Yes, Inverse Kinematics done with IK Bone Constraint have the option of using Pole Targets; then this requires an adequate Pole Angle.
The Pole Angle at 0º means the Bone suffering the IK Bone Constraint will have it’s own X Axis facing in ‘realtime’ (Pose Mode, and to some extend, Object Mode as well) the Pole Target’s Position in 3D space.
This is also when it is fundamental to know, on Edit Mode for the Armature, the Bone Roll of individual Bones; therefore, Bones’ Axes Gizmos.

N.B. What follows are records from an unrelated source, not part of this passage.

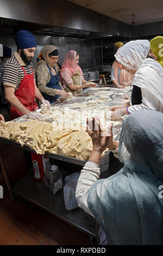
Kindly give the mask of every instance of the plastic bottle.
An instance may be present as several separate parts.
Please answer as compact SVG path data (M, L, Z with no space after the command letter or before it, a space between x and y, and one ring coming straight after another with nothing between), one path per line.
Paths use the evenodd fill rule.
M103 83L103 78L102 77L100 77L99 83L99 84L102 84Z

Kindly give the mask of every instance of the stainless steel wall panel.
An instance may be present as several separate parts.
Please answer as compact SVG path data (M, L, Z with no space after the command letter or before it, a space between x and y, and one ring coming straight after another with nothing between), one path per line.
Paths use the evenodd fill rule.
M0 17L129 36L131 26L66 0L1 0Z

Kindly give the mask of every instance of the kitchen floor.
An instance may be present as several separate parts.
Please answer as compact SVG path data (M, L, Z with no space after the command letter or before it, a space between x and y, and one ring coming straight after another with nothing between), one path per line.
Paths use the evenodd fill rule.
M1 142L0 150L12 185L29 172L22 150ZM0 198L0 245L89 245L90 237L31 203L12 201L2 173L4 188Z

In the case of Legs Rig, usually riggers get the +Z of the IK Bone-Constraint Bone pointing forward or backward; and this results that, on Pose Mode, the Pole Angle must be adjusted to +90º or -90º respectively, because the X and Z Axes are perpendicular one to each other in Blender Gizmos, and make the XZ Plane, which is pecial because the Y Axis of the Bones represent the Bone Length, and the Y Rotation of a Bone represent its Bone Roll; but “Bone Roll” is simply a starting condition, an Edit Mode / Binding Pose State / Rest Position concept; as while on Pose Mode, it’s just the Bone’s Y Axis Rotation concept that matters; but it’s equivalent.